Fire Island, particularly the Pines, was even gay before Stonewall: as you'll recall, Playboy dispatched children's book author Shel Silverstein to report on the gays back in 1965. And while gay men love to hate on Fire Island -- the perpetually jaded character Sutherland in Andrew Holleran's classic Dancer from the Dance sneers, "[Fire Island Pines] is a strange seaside community where people are considered creative because they design windows at Saks." -- few can argue against the space's landmark role in bringing gay and lesbian communities together.*
After its early years of providing a safe space from a world just beginning to understand gay people, and after the endless party had come to a screeching halt, Fire Island became a haven for those dying or mourning during the AIDS crisis. Then it became the site of a community's rebirth. It was and remains an epicenter for East Coast gay life.
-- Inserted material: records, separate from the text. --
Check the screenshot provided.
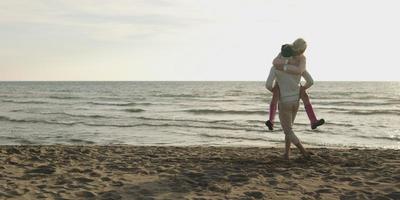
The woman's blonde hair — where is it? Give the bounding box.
[292,38,307,55]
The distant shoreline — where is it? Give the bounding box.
[0,145,400,199]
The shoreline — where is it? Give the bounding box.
[0,145,400,199]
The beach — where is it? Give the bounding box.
[0,145,400,200]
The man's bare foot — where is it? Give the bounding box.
[283,153,289,160]
[303,152,312,160]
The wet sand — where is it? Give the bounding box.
[0,145,400,200]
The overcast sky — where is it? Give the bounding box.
[0,0,400,81]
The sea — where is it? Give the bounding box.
[0,81,400,149]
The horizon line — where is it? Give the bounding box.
[0,80,400,82]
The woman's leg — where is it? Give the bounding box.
[265,85,280,131]
[300,90,325,129]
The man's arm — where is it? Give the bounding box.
[272,53,286,67]
[276,56,306,75]
[301,71,314,90]
[283,56,311,77]
[265,67,276,92]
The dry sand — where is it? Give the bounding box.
[0,145,400,200]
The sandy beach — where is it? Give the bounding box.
[0,145,400,200]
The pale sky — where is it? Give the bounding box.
[0,0,400,81]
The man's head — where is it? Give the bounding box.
[292,38,307,56]
[281,44,294,57]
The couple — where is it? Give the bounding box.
[266,38,325,159]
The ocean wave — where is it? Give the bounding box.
[135,117,232,123]
[199,133,276,142]
[88,101,153,106]
[82,123,265,133]
[0,116,78,126]
[48,96,80,99]
[184,109,267,115]
[328,110,400,115]
[124,108,145,113]
[10,109,115,118]
[1,99,50,104]
[153,94,200,98]
[313,100,397,106]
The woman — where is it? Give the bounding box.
[266,39,313,159]
[265,38,325,131]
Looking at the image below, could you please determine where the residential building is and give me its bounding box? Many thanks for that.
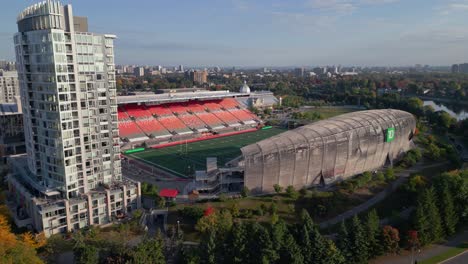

Even if the world is a changed place and LGBT people are more broadly accepted, it's refreshing to have a relatively safe place -- snark and shade are to be expected -- to relax and cruise and screw without worry and to see openly gay men of every size, shape, color and style. And thanks to events like the Fire Island Pines Performance Series, Dancers Respond to AIDS, and the aforementioned Meat Rack gathering, "The Swimming Pool," a dance party that's more Brooklyn than Hell's Kitchen, the island seems to be undergoing a creative renaissance. But creativity and exorbitant prices don't often go hand-in-hand and if businessmen out there aren't careful, they'll scare away vital members of the community. There's something particularly unhospitable about such a lustful and unapologetic high prices, especially since the corporate group behind the Canteen, FIP Ventures, owns a number of other Pines properties, including the newly constructed Pavilion and the Botel, which hosted me.
I understand that Fire Island's inhabitants are captive audience and capitalism is a game to be won, but may I offer a rhetorical "c'mon!"? It's one thing to serve the community. It's quite another to take advantage. And the line is not that thin.
(Image via Flickr.)
*Anyone versed in Fire Island history can tell you the T in LGBT has a very different history there and elsewhere in queer spaces.
PS: In case you're wondering: the island's general store, The Pantry, charges $1.25 for a Snickers. It is not, however, 24-hours, so if it's 2:00 am and you're coming back from the Meat Rack vegetarian, I suggest you bring your own treat.